RX 7 is no exception to this rule. Packed with analyzing, editing, and “machine learning” technology, RX 7 has just what you’d expect from an RX update — substantial new features and upgrades to existing modules.
This new version adds features like Music Rebalance, which analyzes a stereo mix and then allows you to adjust individual elements, such as vocals or drums; Dialogue Contour, for shaping the pitch contour of a spoken dialogue track without affecting the timing; new modules for adjusting pitch and time independently of each other, and more.
The range of different applications for RX 7 is huge, so for this “first look” we’re going to focus mainly on noise reduction, using the Spectral De-Noise module In future posts we will be exploring some of the many other modules in of RX 7, as well as some more creative uses for Spectral De-noise. For the demo audio below I took two recordings and added some noise by recording a built-in 1/8″ computer audio input and cranking the gain until there was a lot of audible hiss and noise, and then mixed that in with the original source audio. The original recordings are of an electric guitar, and an electronic drum set. Neither recording was very noisy by itself, but I added more noise than anyone should have to deal with in most real-world music recording situations to see how RX 7 would handle it.
Noise reduced by RX 7:
Noise reduced by RX 7:
For these demos I had the Reduction amount set at 20.3 for the guitar track and 18.5 for the drum track (see screenshot above). In each case it was possible to increase the Reduction and reduce more noise, but this started affecting the tone of the original source a bit too much. Most users of RX 7 probably won’t be using settings that are this drastic.

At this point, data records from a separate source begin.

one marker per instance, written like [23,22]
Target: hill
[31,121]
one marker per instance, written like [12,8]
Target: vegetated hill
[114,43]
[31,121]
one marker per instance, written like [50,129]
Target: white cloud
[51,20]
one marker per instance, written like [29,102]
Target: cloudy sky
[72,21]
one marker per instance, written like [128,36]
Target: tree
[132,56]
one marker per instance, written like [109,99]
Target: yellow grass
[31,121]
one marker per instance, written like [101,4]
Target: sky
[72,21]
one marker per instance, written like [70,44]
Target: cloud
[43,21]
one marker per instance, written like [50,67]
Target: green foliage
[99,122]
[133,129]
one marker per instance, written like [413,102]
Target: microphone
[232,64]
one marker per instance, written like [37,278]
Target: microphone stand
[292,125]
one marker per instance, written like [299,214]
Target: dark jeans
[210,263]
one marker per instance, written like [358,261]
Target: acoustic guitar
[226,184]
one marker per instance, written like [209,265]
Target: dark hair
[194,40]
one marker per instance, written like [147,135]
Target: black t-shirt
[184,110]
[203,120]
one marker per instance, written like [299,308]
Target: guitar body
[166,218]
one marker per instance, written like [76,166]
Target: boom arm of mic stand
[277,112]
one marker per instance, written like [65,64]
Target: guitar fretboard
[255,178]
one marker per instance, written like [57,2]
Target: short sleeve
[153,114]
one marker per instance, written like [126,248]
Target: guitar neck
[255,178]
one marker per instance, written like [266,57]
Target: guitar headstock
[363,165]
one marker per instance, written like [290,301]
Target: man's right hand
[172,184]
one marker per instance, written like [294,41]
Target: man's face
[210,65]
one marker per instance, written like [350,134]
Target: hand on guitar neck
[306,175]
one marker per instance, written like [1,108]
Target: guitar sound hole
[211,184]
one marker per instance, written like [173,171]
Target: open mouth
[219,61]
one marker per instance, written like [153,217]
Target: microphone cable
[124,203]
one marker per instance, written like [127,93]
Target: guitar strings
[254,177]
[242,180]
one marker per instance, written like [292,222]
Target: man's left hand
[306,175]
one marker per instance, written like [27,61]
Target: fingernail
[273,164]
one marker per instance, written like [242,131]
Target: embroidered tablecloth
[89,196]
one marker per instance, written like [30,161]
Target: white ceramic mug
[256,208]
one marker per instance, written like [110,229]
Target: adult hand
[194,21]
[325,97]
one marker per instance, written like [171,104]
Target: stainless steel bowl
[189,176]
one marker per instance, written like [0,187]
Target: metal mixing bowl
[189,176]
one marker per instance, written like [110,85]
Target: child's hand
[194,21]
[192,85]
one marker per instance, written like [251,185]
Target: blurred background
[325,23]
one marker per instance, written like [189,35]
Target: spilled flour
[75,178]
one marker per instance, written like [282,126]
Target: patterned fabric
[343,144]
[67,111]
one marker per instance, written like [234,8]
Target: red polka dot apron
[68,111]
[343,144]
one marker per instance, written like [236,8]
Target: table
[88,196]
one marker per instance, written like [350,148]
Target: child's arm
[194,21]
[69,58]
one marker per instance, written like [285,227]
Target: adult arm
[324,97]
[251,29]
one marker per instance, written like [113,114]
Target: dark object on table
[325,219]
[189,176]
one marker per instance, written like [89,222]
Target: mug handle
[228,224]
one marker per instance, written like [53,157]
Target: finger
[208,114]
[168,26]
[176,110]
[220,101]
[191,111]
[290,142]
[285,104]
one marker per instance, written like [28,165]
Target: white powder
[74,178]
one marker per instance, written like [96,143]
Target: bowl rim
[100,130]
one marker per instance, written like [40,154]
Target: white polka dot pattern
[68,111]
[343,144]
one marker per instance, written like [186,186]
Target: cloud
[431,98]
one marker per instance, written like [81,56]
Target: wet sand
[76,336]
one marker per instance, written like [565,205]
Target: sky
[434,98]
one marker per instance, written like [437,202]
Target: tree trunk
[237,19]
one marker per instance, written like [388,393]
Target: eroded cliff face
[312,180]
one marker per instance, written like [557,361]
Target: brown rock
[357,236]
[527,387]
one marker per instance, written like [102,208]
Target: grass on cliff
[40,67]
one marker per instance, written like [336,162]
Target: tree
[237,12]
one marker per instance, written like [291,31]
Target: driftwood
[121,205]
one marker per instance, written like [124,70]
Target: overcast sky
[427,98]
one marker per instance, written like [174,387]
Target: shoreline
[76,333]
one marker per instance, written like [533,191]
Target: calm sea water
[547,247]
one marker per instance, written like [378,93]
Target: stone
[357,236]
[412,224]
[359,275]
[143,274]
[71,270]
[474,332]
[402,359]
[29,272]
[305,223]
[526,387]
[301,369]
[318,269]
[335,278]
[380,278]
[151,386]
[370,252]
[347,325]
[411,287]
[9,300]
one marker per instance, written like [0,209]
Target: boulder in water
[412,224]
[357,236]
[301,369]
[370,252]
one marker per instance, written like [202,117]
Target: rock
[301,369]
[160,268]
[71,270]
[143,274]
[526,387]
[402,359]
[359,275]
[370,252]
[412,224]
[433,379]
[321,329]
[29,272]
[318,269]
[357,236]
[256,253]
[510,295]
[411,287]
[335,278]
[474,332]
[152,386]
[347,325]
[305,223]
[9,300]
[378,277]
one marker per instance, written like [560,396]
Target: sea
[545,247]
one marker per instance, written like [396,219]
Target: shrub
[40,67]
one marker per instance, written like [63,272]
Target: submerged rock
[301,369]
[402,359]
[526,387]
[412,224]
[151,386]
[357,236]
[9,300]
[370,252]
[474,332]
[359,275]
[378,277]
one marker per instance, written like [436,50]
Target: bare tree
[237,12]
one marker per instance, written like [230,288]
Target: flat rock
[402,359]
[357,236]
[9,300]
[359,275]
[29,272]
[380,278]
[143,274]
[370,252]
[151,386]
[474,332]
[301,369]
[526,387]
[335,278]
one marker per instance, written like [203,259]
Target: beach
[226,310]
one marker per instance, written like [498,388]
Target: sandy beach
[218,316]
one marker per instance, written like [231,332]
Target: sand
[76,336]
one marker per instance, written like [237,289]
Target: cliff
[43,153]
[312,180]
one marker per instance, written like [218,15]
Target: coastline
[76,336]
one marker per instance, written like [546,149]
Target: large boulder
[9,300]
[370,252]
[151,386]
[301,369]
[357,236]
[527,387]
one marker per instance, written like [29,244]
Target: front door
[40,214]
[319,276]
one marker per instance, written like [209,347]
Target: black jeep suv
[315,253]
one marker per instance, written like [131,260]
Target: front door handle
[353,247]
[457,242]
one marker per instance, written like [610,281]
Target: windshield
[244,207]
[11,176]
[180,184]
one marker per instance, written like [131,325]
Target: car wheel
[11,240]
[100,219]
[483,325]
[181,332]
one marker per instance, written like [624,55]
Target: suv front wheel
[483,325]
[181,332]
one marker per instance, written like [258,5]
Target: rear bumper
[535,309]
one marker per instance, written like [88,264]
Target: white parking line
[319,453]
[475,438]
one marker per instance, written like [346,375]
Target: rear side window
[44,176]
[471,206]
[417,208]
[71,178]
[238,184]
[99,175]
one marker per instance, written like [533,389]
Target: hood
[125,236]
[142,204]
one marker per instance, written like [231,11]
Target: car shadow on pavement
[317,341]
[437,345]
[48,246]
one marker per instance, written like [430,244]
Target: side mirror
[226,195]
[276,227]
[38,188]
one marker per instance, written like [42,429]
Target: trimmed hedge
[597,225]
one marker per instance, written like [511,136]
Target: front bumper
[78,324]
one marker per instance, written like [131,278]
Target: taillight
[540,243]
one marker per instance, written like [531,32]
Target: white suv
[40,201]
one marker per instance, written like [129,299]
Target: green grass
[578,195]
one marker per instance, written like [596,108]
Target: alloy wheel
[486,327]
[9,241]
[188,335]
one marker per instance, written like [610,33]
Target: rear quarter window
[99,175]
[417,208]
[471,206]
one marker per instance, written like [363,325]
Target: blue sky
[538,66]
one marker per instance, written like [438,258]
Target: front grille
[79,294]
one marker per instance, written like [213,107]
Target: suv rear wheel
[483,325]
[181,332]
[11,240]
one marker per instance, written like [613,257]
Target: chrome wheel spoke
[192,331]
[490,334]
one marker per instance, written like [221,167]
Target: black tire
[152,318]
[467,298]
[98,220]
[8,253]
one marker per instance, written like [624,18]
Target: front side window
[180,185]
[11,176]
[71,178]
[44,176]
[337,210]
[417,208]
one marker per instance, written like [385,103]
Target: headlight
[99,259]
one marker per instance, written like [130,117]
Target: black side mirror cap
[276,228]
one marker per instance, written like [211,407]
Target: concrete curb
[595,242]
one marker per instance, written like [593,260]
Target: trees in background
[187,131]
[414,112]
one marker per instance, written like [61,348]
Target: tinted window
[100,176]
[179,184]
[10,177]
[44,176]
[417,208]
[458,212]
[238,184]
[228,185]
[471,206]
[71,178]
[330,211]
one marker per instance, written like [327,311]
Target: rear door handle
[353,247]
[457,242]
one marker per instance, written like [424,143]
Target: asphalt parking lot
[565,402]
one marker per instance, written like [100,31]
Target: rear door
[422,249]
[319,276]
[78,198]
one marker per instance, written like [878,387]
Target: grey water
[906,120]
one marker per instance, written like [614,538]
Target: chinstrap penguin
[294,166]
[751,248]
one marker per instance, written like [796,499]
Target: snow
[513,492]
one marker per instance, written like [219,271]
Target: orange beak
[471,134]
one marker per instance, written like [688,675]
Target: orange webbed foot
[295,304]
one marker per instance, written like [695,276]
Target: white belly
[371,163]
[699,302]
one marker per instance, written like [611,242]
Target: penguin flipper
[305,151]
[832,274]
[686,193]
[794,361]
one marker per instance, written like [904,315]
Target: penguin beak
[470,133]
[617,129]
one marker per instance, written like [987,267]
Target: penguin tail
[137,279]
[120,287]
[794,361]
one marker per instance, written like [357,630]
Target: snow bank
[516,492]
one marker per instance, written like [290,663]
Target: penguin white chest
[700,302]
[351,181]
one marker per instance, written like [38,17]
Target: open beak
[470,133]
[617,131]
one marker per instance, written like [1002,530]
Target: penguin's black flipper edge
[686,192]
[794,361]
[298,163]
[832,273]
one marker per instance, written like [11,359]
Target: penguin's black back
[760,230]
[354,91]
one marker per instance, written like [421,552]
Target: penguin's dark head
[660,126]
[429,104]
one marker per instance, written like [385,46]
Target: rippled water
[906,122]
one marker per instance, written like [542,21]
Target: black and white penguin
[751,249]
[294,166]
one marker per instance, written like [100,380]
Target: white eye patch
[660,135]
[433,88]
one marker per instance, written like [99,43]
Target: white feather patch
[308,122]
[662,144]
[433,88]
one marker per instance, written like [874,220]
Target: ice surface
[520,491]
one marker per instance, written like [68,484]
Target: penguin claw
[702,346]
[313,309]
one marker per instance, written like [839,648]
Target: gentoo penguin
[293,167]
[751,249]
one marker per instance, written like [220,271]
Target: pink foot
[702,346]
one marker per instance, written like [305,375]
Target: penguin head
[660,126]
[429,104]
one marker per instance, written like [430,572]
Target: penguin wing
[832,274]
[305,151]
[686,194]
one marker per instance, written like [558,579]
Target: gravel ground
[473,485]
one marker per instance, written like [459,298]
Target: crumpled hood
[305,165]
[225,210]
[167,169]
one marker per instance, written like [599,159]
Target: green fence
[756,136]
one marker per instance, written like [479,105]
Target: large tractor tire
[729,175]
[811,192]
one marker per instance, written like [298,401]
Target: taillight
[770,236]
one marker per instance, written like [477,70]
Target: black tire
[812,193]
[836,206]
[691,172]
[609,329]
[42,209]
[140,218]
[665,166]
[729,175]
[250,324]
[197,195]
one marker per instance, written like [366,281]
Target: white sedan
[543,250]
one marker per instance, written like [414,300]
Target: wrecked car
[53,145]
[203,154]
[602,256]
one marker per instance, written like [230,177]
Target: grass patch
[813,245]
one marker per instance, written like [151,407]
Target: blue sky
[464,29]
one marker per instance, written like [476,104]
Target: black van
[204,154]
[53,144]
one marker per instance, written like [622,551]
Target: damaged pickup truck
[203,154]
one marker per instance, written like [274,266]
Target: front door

As you can see from these examples, RX 7 can remove a lot of full-spectrum noise while retaining a surprising amount of definition and clarity. The possibilities for cleaning up amp buzz and preamp hiss are pretty clear, and obviously RX 7 can be used for serious audio repair and recovery work.
But RX 7 gets really interesting for music production when you consider the possibilities of using Spectral De-noise and some of the other modules for more creative uses, such as removing other, non-noise problem frequencies from electrics, snares, and more. As we continue exploring RX 7 in more detail we’ll be trying out some of those uses for RX 7, and we’ll take a look at the other included modules, too.